By Emory L. Hamilton

From the unpublished manuscript, Indian Atrocities Along the Clinch, Powell and Holston Rivers, pages 52-53.

In a letter written from Metamora, Indiana, by Samuel Alley, to Dr. Lyman C. Draper, dated April 28, 1884, (1) he says:

My father's sister, Fanny Napper and her five (5) children were killed and scalped by Indians near Fort Blackmore. I was born in a few yards of the fort in 1801, and have just returned from a visit to my old birthplace. The ground where the fort stood was being cultivated. A large apple tree stands near the fort that my father set out. It is to this day called the "John Alley Apple Tree".

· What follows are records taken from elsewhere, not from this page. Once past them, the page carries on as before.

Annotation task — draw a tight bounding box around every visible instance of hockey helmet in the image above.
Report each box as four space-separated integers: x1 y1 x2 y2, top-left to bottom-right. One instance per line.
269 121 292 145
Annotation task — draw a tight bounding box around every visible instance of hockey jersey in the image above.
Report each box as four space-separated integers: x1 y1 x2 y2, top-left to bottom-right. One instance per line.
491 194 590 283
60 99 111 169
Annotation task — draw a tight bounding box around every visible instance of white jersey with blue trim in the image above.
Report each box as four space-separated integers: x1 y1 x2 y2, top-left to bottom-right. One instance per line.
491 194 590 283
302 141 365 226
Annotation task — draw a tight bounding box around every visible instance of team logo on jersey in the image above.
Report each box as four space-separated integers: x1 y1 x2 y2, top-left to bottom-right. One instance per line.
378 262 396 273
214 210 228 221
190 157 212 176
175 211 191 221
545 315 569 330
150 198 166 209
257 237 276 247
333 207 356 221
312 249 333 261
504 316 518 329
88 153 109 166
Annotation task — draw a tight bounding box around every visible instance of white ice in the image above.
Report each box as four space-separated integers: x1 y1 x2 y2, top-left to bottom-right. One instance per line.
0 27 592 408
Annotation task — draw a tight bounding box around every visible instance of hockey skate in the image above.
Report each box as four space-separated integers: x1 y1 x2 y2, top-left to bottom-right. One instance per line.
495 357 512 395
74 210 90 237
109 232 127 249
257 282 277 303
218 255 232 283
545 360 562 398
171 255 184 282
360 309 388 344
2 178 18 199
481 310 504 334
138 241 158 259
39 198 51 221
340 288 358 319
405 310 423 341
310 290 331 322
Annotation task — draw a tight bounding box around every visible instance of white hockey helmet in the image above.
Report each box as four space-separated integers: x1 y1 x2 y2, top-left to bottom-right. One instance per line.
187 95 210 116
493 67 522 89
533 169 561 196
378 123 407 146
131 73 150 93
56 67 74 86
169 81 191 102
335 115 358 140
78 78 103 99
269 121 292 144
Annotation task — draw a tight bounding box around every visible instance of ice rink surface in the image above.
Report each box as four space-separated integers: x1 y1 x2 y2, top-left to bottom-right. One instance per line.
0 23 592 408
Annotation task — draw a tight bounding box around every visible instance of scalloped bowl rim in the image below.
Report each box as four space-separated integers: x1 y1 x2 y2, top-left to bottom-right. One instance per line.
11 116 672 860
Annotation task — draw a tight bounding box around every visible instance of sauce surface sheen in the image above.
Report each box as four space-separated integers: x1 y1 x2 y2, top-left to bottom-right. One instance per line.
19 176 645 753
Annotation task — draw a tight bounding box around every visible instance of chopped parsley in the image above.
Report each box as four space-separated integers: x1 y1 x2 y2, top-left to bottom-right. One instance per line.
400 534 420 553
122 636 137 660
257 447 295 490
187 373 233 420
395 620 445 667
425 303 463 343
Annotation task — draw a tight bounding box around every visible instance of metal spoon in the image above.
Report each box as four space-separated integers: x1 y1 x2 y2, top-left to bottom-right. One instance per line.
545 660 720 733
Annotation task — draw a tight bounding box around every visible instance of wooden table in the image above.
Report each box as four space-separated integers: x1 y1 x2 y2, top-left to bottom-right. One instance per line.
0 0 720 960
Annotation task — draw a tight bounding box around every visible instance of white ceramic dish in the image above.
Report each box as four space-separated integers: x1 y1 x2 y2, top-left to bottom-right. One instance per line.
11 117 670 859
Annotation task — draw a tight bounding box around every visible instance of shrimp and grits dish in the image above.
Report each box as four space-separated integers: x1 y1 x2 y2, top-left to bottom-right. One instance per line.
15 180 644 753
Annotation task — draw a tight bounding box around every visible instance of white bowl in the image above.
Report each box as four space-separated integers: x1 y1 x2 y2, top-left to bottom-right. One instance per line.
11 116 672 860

My aunt and family were killed, I think, in 1777. My father was born at Petersburg, VA, in 1760, and settled on Clinch when a young boy. Died on Piper Creek, Franklin Co., Indiana, in 1842, where I now live, aged 82 years.

Fanny Napper was a daughter of James Alley, Sr., who along with his brother Thomas Alley, Sr., were very early settlers on the Clinch River in the present Scott Co., VA. The writer has been unable to discover in the area any details of just how she and her five children were slain, but in the Shane Historical Collection (2) of the Draper Manuscripts is an interview with Jessee Graddy who tells of his trip from Virginia to Kentucky with his arrival at the Crab Orchard in Lincoln Co., KY, September 3, 1777. If Graddy is telling of the killing of Fanny Napper, which he undoubtedly is, although he mentions no names, then she and her children must have been slain in July or August of 1777, Graddy says:

The morning before we came to the ford of Clinch (Blackmore's Station was 10 miles beyond that) these murders were committed. A mother and four (4) children killed within eight of the fort. The husband was in the field, but escaped. A girl about half grown, and three little boys tomahawked and scalped, who were talking while their brains were boiling out. The grandmother asked them if they saw their little brother (this is perhaps the 5th child). What had become of him? Said they didn't know. These were Dutch people. (3)

We stayed a good part of the day. Their aunt sat on a stump in sight of the fort and cried all day. Went by Blackmore's Station next day and didn't see the smoke of a chimney after that until we got to Boonesboro. The pretty springs of water and the woods rendered Powell Valley exceedingly beautiful. I could have stopped very freely in it. A rock road all the way down and mountains to one side of us. Just before we got to the foot of Cumberland Mountain the company, three fourths of a mile ahead of us, had all their horses stolen. They could do nothing better than just turn their featherbeds loose. They could do nothing with them about their cattle. We never saw any Indians and were not interrupted. I was most afraid coming down Cumberland Mountain. The place was narrow and rocky. Stood up on either side not broader than a house. Woods more beautiful in Cumberland Valley than any other place.

(1) Draper Mss 5 C 70
(2) Draper Mss 13 CC 130
(3) In early days in this area it was very common to refer to people of German extraction as being Dutch. The word Napper, variantly spelled Napier or Nappier, is perhaps from the German. The name is still to be found in this area and the spelling usually takes the form of the latter two.